Environment in a Multisector Economy
Saturday, Jan. 4, 2020 2:30 PM - 4:30 PM (PDT)
- Chair: Jill Caviglia-Harris, Salisbury University
Efficiency Wages, Unemployment, and Environmental Policy
AbstractThe incidence of environmental policy and its impact on unemployment have played a
central role in the political debate over whether and to what extent environmental regulations
"kill jobs." We study the incidence of environmental taxes and their impact on unemployment in
an analytical general equilibrium model with efficiency wages and involuntary unemployment.
Our paper contributes to the literature by developing a framework for introducing
unemployment into analytical general equilibrium models of environmental policies. The
previous literature contains studies of environmental tax incidence only in computational general
equilibrium models (Hafstead and Williams 2018) or in analytical general equilibrium models
under the assumption of full employment (Fullerton and Heutel 2007).
Our model is a simple two-sector, two-factor incidence model, in the spirit of Harberger
(1962), with the addition of involuntary unemployment through an efficiency wage as in Agell
and Lundborg (1992) and Rapanos (2006), and with the addition of pollution as in Fullerton and
Heutel (2007, 2010). The pollution is modeled as an input along with capital and labor in one of
the sectors, which allows fully general forms of substitution among these three factors. Minimal
restrictions are placed on our production function so that the model allows for analyses of a wide
variety of policies.
We solve the model to find closed-form analytic solutions for the general equilibrium
responses to a change of pollution tax rate, including expressions for changes in factor prices,
output prices, the amount of pollution, and overall unemployment as well as the employment
shift between polluting and non-polluting sectors. The model allows us to clarify the impact of
differential factor intensities, substitution effects, and output effects by looking at various special
cases. Lastly, we conduct numerical simulations using calibrated parameter values.
Environmental Policies That Shape Productivity: Evidence from Cattle Ranching in the Amazon
AbstractWe examine potential economic benefits of environmental policies, increased agricultural investment and productivity. Two anti-deforestation policies in the Brazilian Amazon are analyzed: the Priority List, which increases the intensity of fines for deforestation, and the G4 Cattle Agreements, which is a market exclusion mechanism. We compare cattle ranchers’ optimal behavior under each policy and extract predictions about their impacts in order to determine which agricultural actors are affected and what the expected combined policy effects might be. A spatial database that covers land-use in Brazil from 2004 - 16 combined with a unique dataset of slaughterhouse locations provide sample comparability since we restrict our analysis to municipalities that ever had an exporting slaughterhouse nearby. We use variations in time and exposure levels of the two policies and find that both increased productivity, while the G4 also increased investment. This research reveals both indirect and unexpected benefits of environmental regulation.
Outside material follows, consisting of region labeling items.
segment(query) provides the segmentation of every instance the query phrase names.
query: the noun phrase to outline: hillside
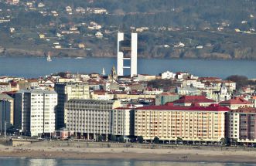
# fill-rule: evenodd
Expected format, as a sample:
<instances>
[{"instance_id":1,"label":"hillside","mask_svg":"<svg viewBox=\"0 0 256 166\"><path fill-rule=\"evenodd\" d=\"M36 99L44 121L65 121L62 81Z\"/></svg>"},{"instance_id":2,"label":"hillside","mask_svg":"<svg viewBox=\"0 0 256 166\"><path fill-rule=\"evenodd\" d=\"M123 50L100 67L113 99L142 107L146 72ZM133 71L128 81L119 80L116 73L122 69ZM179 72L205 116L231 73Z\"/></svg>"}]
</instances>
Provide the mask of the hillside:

Local Bank Lending Following a Natural Disaster
AbstractLocal lending institutions are more important for victim-level and regional-scale economic redevelopment
after a natural disaster than has been previously recognized. Gallagher and Hartley (2017) show that
lending by banks after Hurricane Katrina differed based on whether the bank had a large (“local” bank) or
small share (“national” bank) of its loans going to New Orleans in the years before Katrina. Overall, US
banking deregulation has largely been viewed as favorable due to its role in reducing state-level business
cycles (e.g. Morgan et al., 2004), improving bank financing to small firms (e.g. Cetorelli et al., 2006), and
diversifying bank assets (e.g. Levine et al., 2016). Our study expands on Gallagher and Hartley (2017)
and examines whether an increased regional lending share by nationally diversified banks at the time of a
disaster leads to a less desirable social outcome: a reduction in total lending to economically distressed
areas after a natural disaster.
First, we develop a theoretical model to better understand how bank lending incentives differ between
local and national banks following a natural disaster. Second we create a new, national database from
1980-present with county-level information on all major US floods, the level of local and national bank
lending each year, and yearly economic regional outcomes. Third, we show that regions with a higher
local bank lending share at the time of a disaster have higher post-disaster lending. We use a banking
deregulation instrument to account for the possible endogeneity in the amount of lending by local banks at
the time of a disaster (e.g. Morgan et al., 2004). The final step is to use the deregulation instrument to
estimate how differing shares of local bank lending at the time of a natural disaster affect post-disaster
household finance and regional economic recovery.